Is there any real advantage of one technique over the other?   


  • I am sorry, I can't help, but will be interested to hear what others say.
    My paintings mostly start with me drawing the image with my brush directly onto the  canvas/linen/board or whatever I have stained.  On the odd occasion, I will ddraw on with a watercolour pencil if I need specific angles or something.
  • Thanks @toujours I draw directly with my brush when doing landscapes, but when I need more precision for portraits, I have to transfer a precise drawing or other image.  I then use Mark's proportional diagonals technique to keep a constant check on my measurements.
  • Gauguin did oil transfers.
    I played around with them years ago.  Brush or roll the oil paint on evenly for the best transfer.
  • @GTO Fascinating!  According to the article Gauguin invented the technique!  His technique was a little different though.  The finished oil transfer drawing ended up on the back side of the original.  The paint was brushed out on a second sheet.  Also fascinating is the he would use more than one color.  Reminds me of a one-shot sort of screen printing.

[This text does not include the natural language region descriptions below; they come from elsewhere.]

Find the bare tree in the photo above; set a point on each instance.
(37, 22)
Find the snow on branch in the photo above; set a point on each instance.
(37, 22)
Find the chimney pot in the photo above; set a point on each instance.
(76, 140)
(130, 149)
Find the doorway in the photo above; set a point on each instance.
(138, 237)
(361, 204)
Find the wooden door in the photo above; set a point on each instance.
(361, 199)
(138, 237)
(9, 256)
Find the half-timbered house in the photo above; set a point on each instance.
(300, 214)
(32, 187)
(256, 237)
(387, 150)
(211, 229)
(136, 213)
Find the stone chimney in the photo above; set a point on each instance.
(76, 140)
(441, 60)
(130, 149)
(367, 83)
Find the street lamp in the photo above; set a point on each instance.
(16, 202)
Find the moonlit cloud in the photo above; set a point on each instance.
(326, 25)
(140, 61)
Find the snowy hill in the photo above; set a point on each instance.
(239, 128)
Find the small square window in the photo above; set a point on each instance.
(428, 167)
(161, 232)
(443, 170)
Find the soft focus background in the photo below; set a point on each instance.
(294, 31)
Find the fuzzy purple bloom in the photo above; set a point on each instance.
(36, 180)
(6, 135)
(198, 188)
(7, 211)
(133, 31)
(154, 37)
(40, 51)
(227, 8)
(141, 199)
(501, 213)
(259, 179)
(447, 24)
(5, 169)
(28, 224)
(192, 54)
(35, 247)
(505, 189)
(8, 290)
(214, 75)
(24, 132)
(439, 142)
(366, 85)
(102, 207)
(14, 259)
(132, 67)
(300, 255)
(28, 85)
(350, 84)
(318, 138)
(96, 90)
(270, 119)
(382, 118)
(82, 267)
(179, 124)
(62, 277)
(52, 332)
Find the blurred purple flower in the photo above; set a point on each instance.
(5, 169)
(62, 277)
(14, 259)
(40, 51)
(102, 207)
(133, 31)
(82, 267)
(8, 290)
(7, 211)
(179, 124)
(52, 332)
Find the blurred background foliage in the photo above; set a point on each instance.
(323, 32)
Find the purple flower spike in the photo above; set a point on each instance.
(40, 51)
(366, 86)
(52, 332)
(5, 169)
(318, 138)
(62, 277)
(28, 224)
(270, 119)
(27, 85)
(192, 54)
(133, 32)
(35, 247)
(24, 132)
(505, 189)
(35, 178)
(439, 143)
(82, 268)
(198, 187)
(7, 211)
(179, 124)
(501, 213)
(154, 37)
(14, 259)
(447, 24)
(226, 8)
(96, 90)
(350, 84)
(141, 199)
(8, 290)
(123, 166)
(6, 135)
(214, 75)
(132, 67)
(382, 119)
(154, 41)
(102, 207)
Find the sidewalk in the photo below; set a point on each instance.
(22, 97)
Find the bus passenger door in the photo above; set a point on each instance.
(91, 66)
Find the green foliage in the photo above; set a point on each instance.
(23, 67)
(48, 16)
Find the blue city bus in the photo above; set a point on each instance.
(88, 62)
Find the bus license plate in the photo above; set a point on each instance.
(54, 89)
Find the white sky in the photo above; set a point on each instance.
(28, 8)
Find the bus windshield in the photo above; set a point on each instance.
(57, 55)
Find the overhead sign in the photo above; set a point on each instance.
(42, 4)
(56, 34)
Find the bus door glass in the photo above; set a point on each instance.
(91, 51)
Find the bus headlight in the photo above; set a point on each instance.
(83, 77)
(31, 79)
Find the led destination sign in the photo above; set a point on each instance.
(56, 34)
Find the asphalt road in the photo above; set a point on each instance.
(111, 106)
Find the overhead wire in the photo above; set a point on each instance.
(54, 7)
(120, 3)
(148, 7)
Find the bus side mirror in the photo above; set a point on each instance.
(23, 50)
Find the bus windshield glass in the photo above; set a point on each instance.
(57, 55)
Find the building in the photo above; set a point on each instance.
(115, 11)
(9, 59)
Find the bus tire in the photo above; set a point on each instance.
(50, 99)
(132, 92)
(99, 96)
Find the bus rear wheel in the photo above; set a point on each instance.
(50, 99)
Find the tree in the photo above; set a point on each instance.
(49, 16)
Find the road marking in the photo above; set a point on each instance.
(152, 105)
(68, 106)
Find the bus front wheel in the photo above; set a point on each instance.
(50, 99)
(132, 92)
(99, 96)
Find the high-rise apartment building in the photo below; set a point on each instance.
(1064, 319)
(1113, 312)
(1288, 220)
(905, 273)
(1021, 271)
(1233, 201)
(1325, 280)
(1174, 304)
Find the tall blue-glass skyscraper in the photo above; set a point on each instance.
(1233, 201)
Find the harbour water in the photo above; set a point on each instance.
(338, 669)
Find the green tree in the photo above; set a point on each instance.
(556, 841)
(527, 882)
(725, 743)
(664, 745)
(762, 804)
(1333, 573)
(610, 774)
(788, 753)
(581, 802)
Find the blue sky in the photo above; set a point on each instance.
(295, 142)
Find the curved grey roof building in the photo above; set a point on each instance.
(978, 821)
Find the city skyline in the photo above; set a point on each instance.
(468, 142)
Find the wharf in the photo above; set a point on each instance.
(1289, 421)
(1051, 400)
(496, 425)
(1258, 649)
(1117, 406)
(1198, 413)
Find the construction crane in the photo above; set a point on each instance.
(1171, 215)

  • I did an oil transfer for my current painting. I printed out ordinary A3 paper to size (multiple sheets - big painting) and used the cheapest big tube of hobby paint raw umber I would never use normally. I painted the back of each page (not the whole page - just behind the main things I wanted to transfer) and simply transferred using a pen. It should be almost dry and don't put your hand down or you'll leave marks. If multiple sheets you need to place them accurately. I can't compare it to the other technique you mention.
  • mstrick96

    Essentially whether pigmented wax (saral) or thin earth tone it is the same pigment transfer technique. The difference being that you pay a lot more for Saral and the thin earth tone leaves you with a messy bit of stuff to store.

    I have been able to do much the same by coating the back of a drawing with dry pastel or even school chalk. Same is possible with compressed charcoal. All three can be easily wiped off.

    There are YouTube recipes for making your own Saral. 

    Possible also to use a ball point pen over a thin drawing paper to leave a light sgraffito impression on the canvas which could then be made more visible with the side of a pastel stick. No mess, no expense, easy, invisible.

  • Led light boxes are another option. I got one for Christmas (about £20)

    Here's a line drawing on thick cartridge paper beneath a prepared canvas. Photocopy paper is thinner and gives clearer results letting you use colour photos.

    You can draw or paint the outline on the canvas.